Speaking of trends, in Church Morph (Baker), Eddie Gibbs talks about the trends and tools found in churches that are countering the decline experienced by too many congregations. He talks about the changes needed for churches to live out their mission in 21st-century culture, and offers a host of examples of churches that are reaching out and making a difference.



Finally, it’s not a book on ministry or faith, but Horse Soldiers (Scribner) by Doug Stanton is one of the most fascinating books you’ll read, as it relates the story of how a handful of special forces soldiers and CIA officers entered Afghanistan in the days after 9/11 and worked with Afghan forces to take on the Taliban. If you’re looking for an interesting book for that last bit of summer vacation, this one is hard to beat.

(Click on the title to learn more or order from Amazon.)


There was this preacher who was an avid golfer. Every chance he could get, he could be found on the golf course swinging away. It was an obsession.

One Sunday was a picture-perfect day for golfing. The sun was out, no clouds in the sky, and the temperature was just right. The preacher was in a quandary as to what to do; and shortly, the urge to play golf overcame him. He called an assistant to tell him that he was sick and could not do church, packed the car up, and drove three hours to a golf course where no one would recognize him. Happily, he began to play the course.

An angel up above was watching the preacher and was quite perturbed. He went to God and said, “Look at the preacher. He should be punished for what he is doing.”

God nodded in agreement.

The preacher teed up on the first hole. He swung at the ball, and it sailed effortlessly through the air and landed right in the cup 350 yards away. A picture-perfect hole-in-one.

The angel was a shocked. He turned to God and said, “Begging Your pardon, but I thought You were going to punish him.”

God smiled. “Think about it — who can he tell?”



The tribal wisdom of the Dakota Indians, passed on from one generation to the next, says that when you discover you are riding a dead horse, the best strategy is to dismount. However, in contemporary organizations other strategies have often been tried with dead horses, including the following:

1. Buying a stronger whip.

2. Changing riders.

3. Threatening the horse with termination.

4. Appointing a committee to study the horse.

5. Arranging to visit other sites to see how they ride dead horses.

6. Lowering the standards so that dead horses can be included.

7. Appointing an intervention team to reanimate the dead horse.

8. Creating a training session to increase the riders load share.

9. Reclassifying the dead horse as living-impaired.

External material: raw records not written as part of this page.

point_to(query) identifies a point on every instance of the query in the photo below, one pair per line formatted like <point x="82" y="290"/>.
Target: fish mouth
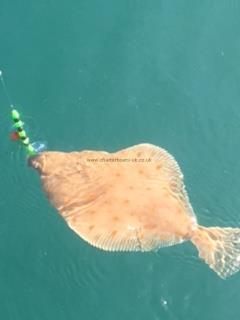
<point x="35" y="162"/>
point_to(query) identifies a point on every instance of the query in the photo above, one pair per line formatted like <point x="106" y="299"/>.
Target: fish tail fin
<point x="219" y="248"/>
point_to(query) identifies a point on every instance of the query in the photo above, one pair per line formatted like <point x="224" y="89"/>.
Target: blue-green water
<point x="107" y="75"/>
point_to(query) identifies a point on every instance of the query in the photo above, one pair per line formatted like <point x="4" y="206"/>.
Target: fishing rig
<point x="18" y="132"/>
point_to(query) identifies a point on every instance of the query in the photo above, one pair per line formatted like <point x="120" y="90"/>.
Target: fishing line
<point x="18" y="132"/>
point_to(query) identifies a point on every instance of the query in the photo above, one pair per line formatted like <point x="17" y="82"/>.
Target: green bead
<point x="26" y="141"/>
<point x="31" y="151"/>
<point x="18" y="124"/>
<point x="22" y="134"/>
<point x="15" y="114"/>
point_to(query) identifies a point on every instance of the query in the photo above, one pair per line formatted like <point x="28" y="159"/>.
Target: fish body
<point x="130" y="200"/>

10. Change the form so that it reads: “This horse is not dead.”

11. Hire outside contractors to ride the dead horse.

12. Harness several dead horses together for increased speed.

13. Donate the dead horse to a recognized charity, thereby deducting its full original cost.

14. Providing additional funding to increase the horse’s performance.

15. Do a time management study to see if the lighter riders would improve productivity.

16. Purchase an after-market product to make dead horses run faster.

17. Declare that a dead horse has lower overhead and therefore performs better.

18. Form a quality focus group to find profitable uses for dead horses.

19. Rewrite the expected performance requirements for horses.

20. Promote the dead horse to a supervisory position. (Mikey’s Funnies)

This kid really didn’t want to go to church last Sunday.

Police in Plain City, Utah, participated in a low-speed chase after a witness observed a child driving a Dodge Intrepid through a stop sign, according to a July 29 AP story. Sheriff’s deputies found the car and tried unsuccessfully to stop it — the car reached a high of 40 mph — until the auto pulled into a driveway and a 7-year-old boy hopped out and ran into the house.

The boy later told his father that he drove away to avoid going to church. Because of his age, police issued no citations, but they did urge the parents to keep the car keys where the boy could not reach them.

And please get that boy a more interesting Sunday School teacher!